Enabling document processing in watsonx Orchestrate Developer Edition

Run the following command to enable watsonx Orchestrate Developer Edition to process documents:

[BASH]
orchestrate server start -e <.env file path> -d

Configuring document processing in flows

In your flow, include a call to the ‘docproc()’ method to process a document. This method accepts the following input arguments:

ParameterTypeRequiredDescription
namestringYesUnique identifier for the node.
taskstringYesSpecifies which information is extracted from the document upon processing; supported values are:
  • text_extraction: Extracts plain text from documents.
  • kvp_invoices_extraction: Extracts structured fields from invoices.
  • kvp_utility_bills_extraction: Extracts structured fields from utility bills.
display_namestringNoDisplay name for the node.
descriptionstringNoDescription of the node.

The input to a docproc node is expected to be of type DocumentContent, from the module ibm_watsonx_orchestrate.flow_builder.types.

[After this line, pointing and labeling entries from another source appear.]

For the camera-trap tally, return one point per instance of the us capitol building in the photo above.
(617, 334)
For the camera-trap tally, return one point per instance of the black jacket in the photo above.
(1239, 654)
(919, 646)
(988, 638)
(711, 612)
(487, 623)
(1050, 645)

Example use of the docproc node in a flow:

[Python]
from ibm_watsonx_orchestrate.flow_builder.flows import (
    Flow, flow, START, END
)

from ibm_watsonx_orchestrate.flow_builder.types import DocumentContent


@flow(
    name ="text_extraction_flow_example",
    display_name="text_extraction_flow_example",
    description="This flow consists of one node: a docproc node, which extracts text from the input document",
    input_schema=DocumentContent
)
def build_docproc_flow(aflow: Flow = None) -> Flow:
    doc_proc_node = aflow.docproc(
        name="text_extraction",
        display_name="text_extraction",
        description="Extract text out of a document's contents.",
        task="text_extraction"
    )

    aflow.sequence(START, doc_proc_node, END)
    return aflow

You can find more examples in the flow_builder folder, such as invoice_extraction, text_extraction, and utilities_bill_extraction.